Institute of Molecular Biology and Biotechnology, Foundation for Re- search and Technology-Hellas, P.O. Box 1527, 711 10 Heraklion, Crete, Greece, FAX: +30 81 230469, 245858; E-mail: Kanellis{at}nefeli.imbb.forth.gr
A modified procedure for efficient isolation of intact and biologically active RNA from leaves, berries and cell cultures of grapevine (Vitis vinifera L.) is described.
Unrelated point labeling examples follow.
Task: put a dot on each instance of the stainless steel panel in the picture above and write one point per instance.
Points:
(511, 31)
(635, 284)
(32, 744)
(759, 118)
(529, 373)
RNA is extracted in the presence of mild denaturants followed by sequential precipitations with potassium acetate and isopropanol. RNA is recovered free of contaminants after centrifugation through a CsCl cushion. Alternatively, RNA from grapevine callus and berry cell suspensions can be purified after the isopropanol step by high-salt precipitations, without a CsCl centrifugation step. The resulting RNA is of high-quality, as judged by agarose gel electrophoresis and northern blot analysis. Furthermore, RNA isolated by this method is biologically active as was evidenced by in vitro translation and analysis of the products by polyacrylamide gel electrophoresis and fluorography. This procedure can also be applied to other perennial woody plant species.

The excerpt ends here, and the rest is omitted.